El despertador sonó a las siete, como cada mañana. Como cada mañana,
se despertó cansado: le pesaban los párpados, le dolía la espalda y emitía
gemidos extraños cada vez que se levantaba de la cama. Miró a su lado y ahí
estaba Lucía, aún dormida, dándole la espalda.
Dejó la ducha encendida y se miró al espejo. Las arrugas se hacía cada
vez más numerosas y evidentes en su rostro. Todos los días durante los últimos
cinco años escudriñaba su cara en busca de nuevos signos del paso del tiempo, y
cada uno de esos días se sentía horrorizado por alguno nuevo.
A pesar de lo que la gente pudiera pensar, e incluso de la imagen que
él mismo trataba de transmitir, no se consideraba una persona feliz. Había
renunciado a sus sueños siendo aún muy joven, y aquello le había pasado
factura. Amaba el éxito, la popularidad, ansiaba el reconocimiento público más
que ninguna otra cosa; sin embargo, carecía del valor necesario para conseguir
todo eso. Con poco más de veinte años tuvo la ocasión de marcharse a una ciudad
más grande, con más oportunidades y más actividad creativa; tenía los medios
económicos y el apoyo de su familia, pero no fue suficiente. La simple idea de
alejarse de sus padres le hacía sentirse desnudo e indefenso, sin nadie que
pudiera solucionarle los problemas ante el más mínimo signo de flaqueza.
Ahora, con una carrera mediocre como creativo de una empresa mediocre
en una mediocre ciudad y diez años más encima, no había día que no se
arrepintiera de aquella cobarde decisión, aunque jamás lo exteriorizara.
El siguiente fracaso en su vida fue casarse con una mujer a la que no
amaba.
Conoció a Lucía con veintitrés años, y se casó con ella a los
veinticinco. Ella era una buena chica, de una familia decente y con una
prometedora carrera en la judicatura, y se enamoró de él nada más conocerlo. A
él le parecía graciosa, pero poco más.
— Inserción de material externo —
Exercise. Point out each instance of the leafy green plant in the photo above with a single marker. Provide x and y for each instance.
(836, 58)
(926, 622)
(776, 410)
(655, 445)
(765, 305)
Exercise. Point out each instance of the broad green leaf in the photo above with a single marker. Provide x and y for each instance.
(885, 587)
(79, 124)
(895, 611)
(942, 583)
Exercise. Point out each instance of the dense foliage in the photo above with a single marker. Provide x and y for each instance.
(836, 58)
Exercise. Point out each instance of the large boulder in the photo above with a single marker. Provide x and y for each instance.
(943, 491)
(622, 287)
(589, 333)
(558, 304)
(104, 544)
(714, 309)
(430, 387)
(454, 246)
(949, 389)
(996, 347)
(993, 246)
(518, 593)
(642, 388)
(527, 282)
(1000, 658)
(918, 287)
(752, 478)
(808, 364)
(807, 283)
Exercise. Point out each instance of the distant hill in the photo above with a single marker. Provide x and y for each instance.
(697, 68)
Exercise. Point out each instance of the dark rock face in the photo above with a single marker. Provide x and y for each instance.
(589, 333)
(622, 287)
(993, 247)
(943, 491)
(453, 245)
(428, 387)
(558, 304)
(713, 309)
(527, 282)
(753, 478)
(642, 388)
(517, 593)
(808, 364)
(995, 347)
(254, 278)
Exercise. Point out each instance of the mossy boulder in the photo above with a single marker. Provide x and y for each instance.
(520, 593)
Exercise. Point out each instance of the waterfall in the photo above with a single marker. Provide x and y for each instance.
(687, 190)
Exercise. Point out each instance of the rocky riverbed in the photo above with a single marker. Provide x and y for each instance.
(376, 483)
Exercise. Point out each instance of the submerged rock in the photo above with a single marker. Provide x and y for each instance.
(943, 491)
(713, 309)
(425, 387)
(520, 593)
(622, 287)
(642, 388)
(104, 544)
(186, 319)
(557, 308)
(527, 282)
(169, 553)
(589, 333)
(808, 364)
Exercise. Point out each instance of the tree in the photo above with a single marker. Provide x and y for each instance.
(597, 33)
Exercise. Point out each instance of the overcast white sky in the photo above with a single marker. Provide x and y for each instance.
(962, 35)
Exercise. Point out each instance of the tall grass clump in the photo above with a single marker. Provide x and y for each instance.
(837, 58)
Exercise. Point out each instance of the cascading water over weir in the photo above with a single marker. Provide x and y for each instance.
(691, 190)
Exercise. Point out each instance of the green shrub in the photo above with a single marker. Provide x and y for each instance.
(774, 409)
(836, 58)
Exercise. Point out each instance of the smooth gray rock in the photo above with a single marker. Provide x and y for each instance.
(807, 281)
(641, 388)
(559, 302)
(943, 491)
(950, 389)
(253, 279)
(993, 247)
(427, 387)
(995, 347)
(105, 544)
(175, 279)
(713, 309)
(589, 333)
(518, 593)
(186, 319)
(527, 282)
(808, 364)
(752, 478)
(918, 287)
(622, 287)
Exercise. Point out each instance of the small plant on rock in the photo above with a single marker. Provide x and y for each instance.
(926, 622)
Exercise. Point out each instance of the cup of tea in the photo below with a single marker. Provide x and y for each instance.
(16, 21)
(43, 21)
Sin embargo, sus padres vieron en Lucía
a la nuera perfecta y, una vez más, su voluntad pesó más que el deseo de su
hijo.
Después de aquello, se entrego más en cuerpo que en alma a su carrera
profesional, lo cual le permitía estar poco en su casa a la vez que guardaba
las apariencias de cara a la galería. Intentó llenar su vacío emocional en
muchas camas, y prometió a otras tantas chicas que lo dejaría todo para fugarse
con ellas a un lugar perdido del Sahara. Repitió aquellas mentiras tantas veces
que casi acabó por creerlas.
Bajo la ducha, imaginaba todas las mañanas cómo iba a cambiar aquello,
todos los errores que había cometido y todas sus decisiones equivocadas. Sentía
que el agua le depuraba de todo el fracaso acumulado, podía notar como se
desprendía de su piel, como se iba a través del desagüe junto a la espuma, y
abandonaba su cuerpo para siempre. Sin embargo, al salir de la ducha y ver su
cepillo de dientes junto al de su esposa, notaba de nuevo un ligero peso sobre
él, y este aumentaba cuando volvía a ver su rostro reflejado en el espejo.